Description
When a kinesis shard is split or combined and the old shard ends, the Amazon Kinesis Client library calls IRecordProcessor.shutdown and expects that IRecordProcessor.shutdown must checkpoint the sequence number ExtendedSequenceNumber.SHARD_END before returning. Unfortunately, spark’s KinesisRecordProcessor sometimes does not checkpoint SHARD_END. This results in an error message, and spark is then blocked indefinitely from processing any items from the child shards.

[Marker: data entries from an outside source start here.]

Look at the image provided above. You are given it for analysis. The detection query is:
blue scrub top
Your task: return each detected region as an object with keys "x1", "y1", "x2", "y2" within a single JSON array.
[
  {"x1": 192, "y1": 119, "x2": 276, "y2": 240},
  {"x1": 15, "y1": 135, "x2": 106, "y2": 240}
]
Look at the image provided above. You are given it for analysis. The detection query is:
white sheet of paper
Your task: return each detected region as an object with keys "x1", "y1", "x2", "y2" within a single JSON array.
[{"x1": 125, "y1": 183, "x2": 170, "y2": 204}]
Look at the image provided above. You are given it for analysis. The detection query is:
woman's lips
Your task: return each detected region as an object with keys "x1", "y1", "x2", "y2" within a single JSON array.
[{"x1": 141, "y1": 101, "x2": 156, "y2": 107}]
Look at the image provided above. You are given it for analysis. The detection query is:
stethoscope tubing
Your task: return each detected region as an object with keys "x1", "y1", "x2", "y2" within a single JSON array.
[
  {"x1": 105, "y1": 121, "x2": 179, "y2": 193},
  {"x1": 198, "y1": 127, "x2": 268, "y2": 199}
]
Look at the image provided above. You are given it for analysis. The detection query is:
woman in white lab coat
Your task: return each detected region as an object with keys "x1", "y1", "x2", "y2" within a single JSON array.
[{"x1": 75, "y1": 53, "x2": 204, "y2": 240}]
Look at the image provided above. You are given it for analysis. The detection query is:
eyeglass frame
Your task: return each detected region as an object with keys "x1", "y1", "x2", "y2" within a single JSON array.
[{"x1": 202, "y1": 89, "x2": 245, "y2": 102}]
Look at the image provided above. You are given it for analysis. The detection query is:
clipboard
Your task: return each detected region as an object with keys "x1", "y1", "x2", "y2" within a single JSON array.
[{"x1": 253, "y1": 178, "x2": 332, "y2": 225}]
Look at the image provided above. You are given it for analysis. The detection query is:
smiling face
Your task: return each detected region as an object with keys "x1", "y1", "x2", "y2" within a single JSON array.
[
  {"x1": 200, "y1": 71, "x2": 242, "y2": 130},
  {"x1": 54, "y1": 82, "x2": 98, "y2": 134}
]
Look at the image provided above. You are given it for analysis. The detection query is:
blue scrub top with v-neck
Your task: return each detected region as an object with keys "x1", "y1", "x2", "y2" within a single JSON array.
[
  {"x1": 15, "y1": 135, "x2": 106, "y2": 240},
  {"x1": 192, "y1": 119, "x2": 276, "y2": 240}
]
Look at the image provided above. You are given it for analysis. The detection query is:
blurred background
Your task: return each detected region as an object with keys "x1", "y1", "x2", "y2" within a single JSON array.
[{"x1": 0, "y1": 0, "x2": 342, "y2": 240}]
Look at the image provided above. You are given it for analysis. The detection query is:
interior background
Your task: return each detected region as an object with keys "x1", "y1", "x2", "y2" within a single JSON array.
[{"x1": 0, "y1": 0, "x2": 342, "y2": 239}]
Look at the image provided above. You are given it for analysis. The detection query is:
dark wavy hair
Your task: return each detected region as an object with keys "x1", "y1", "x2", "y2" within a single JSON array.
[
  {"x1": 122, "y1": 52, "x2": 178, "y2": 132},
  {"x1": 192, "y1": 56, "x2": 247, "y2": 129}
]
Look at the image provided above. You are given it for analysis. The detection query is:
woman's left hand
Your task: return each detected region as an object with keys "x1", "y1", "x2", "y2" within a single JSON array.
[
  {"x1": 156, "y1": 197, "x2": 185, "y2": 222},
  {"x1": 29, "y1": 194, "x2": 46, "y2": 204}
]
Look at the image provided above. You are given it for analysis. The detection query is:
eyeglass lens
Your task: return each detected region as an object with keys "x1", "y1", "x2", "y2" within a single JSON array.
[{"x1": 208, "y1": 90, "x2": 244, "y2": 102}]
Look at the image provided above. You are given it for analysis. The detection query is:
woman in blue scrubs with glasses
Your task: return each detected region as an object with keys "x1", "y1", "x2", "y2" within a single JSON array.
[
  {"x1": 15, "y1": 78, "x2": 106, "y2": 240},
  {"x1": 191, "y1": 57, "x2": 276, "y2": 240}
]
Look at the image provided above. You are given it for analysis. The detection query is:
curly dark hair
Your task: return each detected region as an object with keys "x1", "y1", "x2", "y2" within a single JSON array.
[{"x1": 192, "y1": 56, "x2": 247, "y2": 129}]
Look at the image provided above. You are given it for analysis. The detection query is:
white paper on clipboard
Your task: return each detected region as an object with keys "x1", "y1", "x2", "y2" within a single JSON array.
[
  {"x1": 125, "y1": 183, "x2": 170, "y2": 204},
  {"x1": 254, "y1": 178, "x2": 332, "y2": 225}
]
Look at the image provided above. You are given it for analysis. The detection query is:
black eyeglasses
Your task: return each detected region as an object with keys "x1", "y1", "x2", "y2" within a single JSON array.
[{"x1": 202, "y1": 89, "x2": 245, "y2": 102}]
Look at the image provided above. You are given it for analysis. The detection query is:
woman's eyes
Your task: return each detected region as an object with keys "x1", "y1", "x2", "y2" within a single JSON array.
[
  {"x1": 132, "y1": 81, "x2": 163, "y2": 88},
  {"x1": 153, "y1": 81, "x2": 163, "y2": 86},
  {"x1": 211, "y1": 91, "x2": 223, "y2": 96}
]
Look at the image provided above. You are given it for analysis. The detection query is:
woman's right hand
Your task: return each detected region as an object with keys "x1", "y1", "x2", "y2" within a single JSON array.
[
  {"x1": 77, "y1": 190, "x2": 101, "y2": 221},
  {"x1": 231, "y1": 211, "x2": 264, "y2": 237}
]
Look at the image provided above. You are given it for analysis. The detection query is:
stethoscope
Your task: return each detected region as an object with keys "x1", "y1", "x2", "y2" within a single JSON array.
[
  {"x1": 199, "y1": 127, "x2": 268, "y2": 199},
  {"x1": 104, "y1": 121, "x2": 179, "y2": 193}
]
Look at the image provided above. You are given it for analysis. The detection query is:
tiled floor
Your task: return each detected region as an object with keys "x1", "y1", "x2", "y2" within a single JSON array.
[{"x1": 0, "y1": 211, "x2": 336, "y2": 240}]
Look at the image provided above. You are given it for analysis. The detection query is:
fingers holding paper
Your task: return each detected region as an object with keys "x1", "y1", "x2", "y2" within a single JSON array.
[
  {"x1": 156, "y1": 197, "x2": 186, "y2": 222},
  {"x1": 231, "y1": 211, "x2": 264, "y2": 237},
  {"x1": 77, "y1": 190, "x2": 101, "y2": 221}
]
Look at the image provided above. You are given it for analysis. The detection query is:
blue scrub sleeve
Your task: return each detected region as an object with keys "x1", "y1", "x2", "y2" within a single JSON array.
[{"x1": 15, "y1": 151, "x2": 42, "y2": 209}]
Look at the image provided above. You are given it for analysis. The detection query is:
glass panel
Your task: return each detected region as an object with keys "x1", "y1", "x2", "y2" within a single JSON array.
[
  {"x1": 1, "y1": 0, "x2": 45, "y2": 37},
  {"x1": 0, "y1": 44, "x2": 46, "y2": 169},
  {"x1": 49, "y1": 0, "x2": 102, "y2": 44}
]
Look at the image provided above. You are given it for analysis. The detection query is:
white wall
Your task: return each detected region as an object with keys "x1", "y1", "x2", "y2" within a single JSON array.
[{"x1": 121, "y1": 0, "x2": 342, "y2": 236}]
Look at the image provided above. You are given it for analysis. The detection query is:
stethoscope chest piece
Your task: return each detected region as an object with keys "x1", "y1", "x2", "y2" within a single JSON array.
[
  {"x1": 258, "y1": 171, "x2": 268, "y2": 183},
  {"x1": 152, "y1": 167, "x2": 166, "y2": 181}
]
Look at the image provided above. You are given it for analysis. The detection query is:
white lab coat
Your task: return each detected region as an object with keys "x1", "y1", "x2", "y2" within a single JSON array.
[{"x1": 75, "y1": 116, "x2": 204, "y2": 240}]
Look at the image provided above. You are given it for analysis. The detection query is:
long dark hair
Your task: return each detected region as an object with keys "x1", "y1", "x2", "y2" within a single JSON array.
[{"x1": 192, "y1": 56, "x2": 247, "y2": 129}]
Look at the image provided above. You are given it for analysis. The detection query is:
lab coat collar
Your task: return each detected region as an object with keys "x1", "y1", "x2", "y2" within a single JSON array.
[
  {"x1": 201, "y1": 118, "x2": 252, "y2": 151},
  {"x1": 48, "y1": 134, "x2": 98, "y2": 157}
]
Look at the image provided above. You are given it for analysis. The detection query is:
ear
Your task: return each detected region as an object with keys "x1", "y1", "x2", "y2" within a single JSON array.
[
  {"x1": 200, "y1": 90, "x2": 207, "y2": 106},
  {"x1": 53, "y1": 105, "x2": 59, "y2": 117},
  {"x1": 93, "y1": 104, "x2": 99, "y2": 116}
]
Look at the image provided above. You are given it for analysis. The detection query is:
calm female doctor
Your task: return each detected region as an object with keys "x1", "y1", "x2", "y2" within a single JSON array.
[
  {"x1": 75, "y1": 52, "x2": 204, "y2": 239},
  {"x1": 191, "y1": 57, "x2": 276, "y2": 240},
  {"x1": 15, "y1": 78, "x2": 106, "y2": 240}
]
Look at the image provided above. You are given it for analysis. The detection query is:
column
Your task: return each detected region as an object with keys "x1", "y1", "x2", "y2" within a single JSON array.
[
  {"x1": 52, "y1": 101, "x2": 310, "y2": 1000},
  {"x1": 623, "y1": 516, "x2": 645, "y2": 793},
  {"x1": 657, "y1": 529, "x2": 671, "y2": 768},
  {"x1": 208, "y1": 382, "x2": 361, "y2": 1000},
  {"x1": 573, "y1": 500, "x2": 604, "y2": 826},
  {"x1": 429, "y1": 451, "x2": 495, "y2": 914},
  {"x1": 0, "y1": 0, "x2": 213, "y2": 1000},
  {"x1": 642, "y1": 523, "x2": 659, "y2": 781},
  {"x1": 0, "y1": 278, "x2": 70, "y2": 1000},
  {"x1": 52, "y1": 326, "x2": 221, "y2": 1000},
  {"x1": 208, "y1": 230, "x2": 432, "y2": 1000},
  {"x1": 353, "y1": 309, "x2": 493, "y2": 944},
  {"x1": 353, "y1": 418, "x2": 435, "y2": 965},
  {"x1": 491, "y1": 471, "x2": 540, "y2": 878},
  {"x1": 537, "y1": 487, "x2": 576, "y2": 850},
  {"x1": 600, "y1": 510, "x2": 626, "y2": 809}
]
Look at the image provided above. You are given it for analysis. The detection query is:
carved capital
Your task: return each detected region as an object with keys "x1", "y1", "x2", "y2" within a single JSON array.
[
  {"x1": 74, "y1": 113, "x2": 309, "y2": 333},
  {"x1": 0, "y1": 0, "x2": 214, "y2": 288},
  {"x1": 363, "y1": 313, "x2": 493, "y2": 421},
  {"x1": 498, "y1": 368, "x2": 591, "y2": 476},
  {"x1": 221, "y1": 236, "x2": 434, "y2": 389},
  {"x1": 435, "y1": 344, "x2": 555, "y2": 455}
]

This issue has also been raised on StackOverflow: resharding while spark running on kinesis stream
Exception that is logged:
16/10/19 19:37:49 ERROR worker.ShutdownTask: Application exception. java.lang.IllegalArgumentException: Application didn't checkpoint at end of shard shardId-000000000030 at com.amazonaws.services.kinesis.clientlibrary.lib.worker.ShutdownTask.call(ShutdownTask.java:106) at com.amazonaws.services.kinesis.clientlibrary.lib.worker.MetricsCollectingTaskDecorator.call(MetricsCollectingTaskDecorator.java:49) at com.amazonaws.services.kinesis.clientlibrary.lib.worker.MetricsCollectingTaskDecorator.call(MetricsCollectingTaskDecorator.java:24) at java.util.concurrent.FutureTask.run(FutureTask.java:266) at java.util.concurrent.ThreadPoolExecutor.runWorker(ThreadPoolExecutor.java:1142) at java.util.concurrent.ThreadPoolExecutor$Worker.run(ThreadPoolExecutor.java:617) at java.lang.Thread.run(Thread.java:745)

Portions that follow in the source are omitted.